Thursday, March 7, 2013

We may never be lost again

My memories of math classes involving the Cartesian coordinate system are probably much fonder than they need to be. The first time I grasped the concept of coordinates, playing with single-digit pairs of numbers to change to location of a dot, made me feel for a naive minute that the world would always make this much sense.  Drawing my first hyperbola, as the teacher said "don't worry, the first one always comes out ugly", and jotting down coordinates of places I wanted to go to from an atlas -I figured that knowing their latitude would come in handy someday- were simple activities that, though limited, allowed me to really savor the crispness and the lucidity of an idea.

Last month I came across an article in the Atlantic, one of my favorite periodicals, titled "The Places You'll Go". It discussed the marvelous advances that technology, and more specifically a user-friendly interface approach to GPS applications, has brought to mapping in general. People are interested in locations, distances, alternate routes, and changes in landscape. Geography has succeeded in going mainstream, and is now, much to the envy of Geology, almost as cool as Gastronomy. Why? Because it's no longer about the geography of somewhere else, an obscure mountain or acres of sand that extend on and on sometimes without even so much as a whisper. Now it's about the geography of your life.

I want to imagine the conversation with Rene Descartes as someone breaks the news of what GPS does for us in the 21st century. I can imagine the curious, eloquent, morning-hating mathematician asking why would we need a head count of all the places within a two mile radius that serve lattes. I can almost see him cringing at the flat voice that dictates every single turn like a neurotic drone and lets out something suspiciously similar to frustration when you ignore its command, but I can also see him marveling at how his two intersecting axes made zooming into a Brazilian neighborhood possible.

There is much that could be said of the genius of Google, of the service that cartographers throughout history did for a world that once upon a time could not fathom the other edge of an ocean. As a scientist, I applaud and encourage everything and everyone that seeks to responsibly stretch a good idea beyond its obvious means. As a user, I'm glad I was not left to depend on my own sense of orientation as I drove across the deep South looking for a Hilton- and yes, at some point I was even grateful for the neurotic drone.

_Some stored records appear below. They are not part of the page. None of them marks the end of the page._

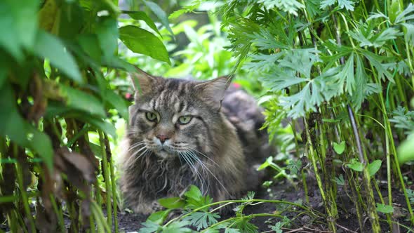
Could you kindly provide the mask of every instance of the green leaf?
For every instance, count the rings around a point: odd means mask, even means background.
[[[100,119],[95,119],[92,117],[87,117],[85,116],[77,116],[77,119],[82,120],[84,122],[87,122],[91,124],[91,125],[99,128],[100,129],[102,130],[105,133],[110,135],[114,138],[114,139],[116,139],[118,136],[116,135],[116,129],[113,124],[107,122]]]
[[[119,39],[133,52],[171,64],[164,44],[151,32],[135,26],[119,29]]]
[[[201,192],[196,186],[191,185],[189,190],[187,191],[184,195],[188,198],[199,201],[203,197]]]
[[[58,67],[69,78],[79,84],[84,83],[75,60],[60,40],[55,36],[39,31],[36,37],[34,50],[36,55],[48,59],[51,65]]]
[[[82,50],[93,60],[100,63],[102,51],[98,36],[91,34],[81,34],[76,39]]]
[[[167,208],[180,208],[185,206],[185,201],[180,197],[167,197],[158,200],[159,204]]]
[[[332,6],[335,4],[335,0],[323,0],[321,1],[321,9],[324,9],[327,6]]]
[[[368,172],[370,176],[375,175],[377,171],[381,168],[382,163],[382,162],[380,160],[375,160],[367,166]]]
[[[118,48],[116,20],[107,17],[96,26],[96,34],[105,59],[113,57]]]
[[[220,218],[220,215],[216,213],[194,212],[185,217],[184,220],[188,220],[191,225],[197,227],[197,231],[199,231],[218,222],[218,218]]]
[[[398,147],[397,154],[400,163],[414,161],[414,133],[400,144]]]
[[[333,150],[335,150],[338,154],[342,154],[345,150],[345,141],[342,141],[339,144],[334,142]]]
[[[68,107],[86,112],[91,115],[106,117],[103,105],[95,96],[63,84],[59,86],[60,95],[65,98]]]
[[[363,169],[363,165],[356,159],[351,159],[351,164],[347,164],[347,166],[348,168],[356,171],[362,171]]]
[[[302,161],[300,161],[300,159],[298,159],[297,161],[289,160],[289,164],[287,167],[288,169],[291,171],[291,174],[298,175],[298,173],[300,171],[300,168],[302,167]]]
[[[156,15],[163,26],[168,30],[171,36],[173,37],[174,33],[173,32],[171,27],[170,27],[170,22],[168,22],[168,18],[167,18],[166,13],[154,2],[144,0],[144,3],[149,9],[151,9],[155,15]]]
[[[128,106],[125,102],[125,100],[123,100],[119,94],[116,93],[112,90],[107,89],[107,91],[105,91],[105,100],[109,102],[109,104],[118,111],[122,118],[126,120],[129,119]]]
[[[182,220],[182,221],[175,221],[173,222],[171,224],[168,225],[166,227],[163,229],[163,233],[177,233],[177,232],[192,232],[192,230],[188,227],[185,227],[185,226],[189,225],[188,221]]]
[[[38,21],[28,16],[37,15],[38,1],[6,0],[5,1],[10,6],[10,8],[6,8],[6,11],[11,11],[13,22],[5,28],[15,30],[18,36],[18,40],[13,43],[17,42],[26,48],[32,48],[36,40]],[[4,32],[2,34],[6,33]]]
[[[394,208],[389,205],[377,203],[377,211],[383,213],[392,213],[394,212]]]
[[[349,0],[338,0],[338,5],[341,9],[354,11],[354,2]]]
[[[345,180],[344,179],[342,174],[340,175],[339,178],[335,177],[335,179],[333,179],[333,181],[338,185],[345,185]]]
[[[141,224],[144,227],[140,229],[138,231],[139,233],[158,232],[159,230],[162,229],[161,226],[151,220],[147,220],[145,222],[142,222]]]
[[[18,113],[13,88],[8,83],[0,88],[0,135],[7,135],[18,145],[29,148],[43,159],[51,172],[53,149],[49,137],[26,121]]]
[[[8,29],[7,33],[0,34],[0,47],[11,54],[18,61],[23,59],[22,45],[19,43],[19,34],[14,25],[14,16],[11,6],[6,1],[0,1],[0,28]],[[35,21],[35,20],[33,20]]]
[[[185,6],[180,10],[173,12],[170,15],[170,16],[168,16],[168,19],[173,20],[173,19],[175,19],[175,18],[180,17],[180,15],[181,15],[184,13],[192,12],[194,9],[196,9],[196,8],[198,8],[200,6],[201,3],[201,2],[199,0],[199,1],[192,1],[192,5]]]
[[[155,213],[152,213],[147,219],[147,220],[149,220],[151,222],[155,222],[158,225],[161,225],[168,215],[168,214],[171,212],[171,210],[165,210],[161,211],[156,211]]]
[[[158,33],[158,34],[162,37],[161,33],[159,33],[159,31],[156,28],[156,26],[152,20],[144,11],[128,11],[127,14],[134,20],[142,20],[145,22],[152,29]]]

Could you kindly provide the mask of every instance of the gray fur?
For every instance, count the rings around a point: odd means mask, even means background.
[[[140,90],[130,107],[121,161],[127,206],[149,213],[156,199],[180,196],[191,185],[215,201],[238,198],[258,185],[252,168],[270,151],[267,135],[258,132],[264,119],[253,98],[225,91],[226,77],[199,82],[142,71],[135,77]],[[158,120],[149,121],[148,111]],[[184,115],[193,117],[180,125]],[[163,145],[161,135],[169,138]]]

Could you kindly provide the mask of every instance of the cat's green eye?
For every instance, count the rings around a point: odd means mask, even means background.
[[[149,121],[157,121],[156,114],[153,112],[145,112],[145,117],[147,117],[147,119]]]
[[[192,116],[182,116],[178,118],[178,123],[181,125],[188,124],[193,117]]]

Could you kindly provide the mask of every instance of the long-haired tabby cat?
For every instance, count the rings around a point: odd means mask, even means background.
[[[257,187],[254,166],[270,147],[254,98],[227,88],[227,77],[163,79],[140,69],[133,76],[139,87],[121,159],[127,206],[149,213],[156,200],[180,196],[191,185],[216,201]]]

But here is a confession. I worry, quite unreasonably maybe, about this very possible, almost imminent future, in which we, the human race, will cease to experience the feeling of being lost. And feeling lost can be a terrible thing. We are confronted with fear and uncertainty. But feeling lost, both physically and metaphorically, led us to finding things and places we were not looking for and drove us to try harder to understand the vastness that surrounds us. More than just being nostalgic about the notion of being a nomadic wanderer, I wonder about the future humans, those individuals that will perhaps have a facebook account created upon their birth and will use MapQuest to find the principal's office on their first day of kindergarten. I wonder if they will forget where these accurate, high-definition maps came from. If they will ever imagine or experience what it is like to not know what lies in a far away land, to feel anxious about this, to gorge the answer when they find it and never take it for granted. I wonder if they will take pride in drawing their first hyperbola.

How wonderful is it going to be having a world with its doors open to the curious. I just hope that the wanderers can keep stumbling around it, to then see it for what it is, and never cease to be in awe of it.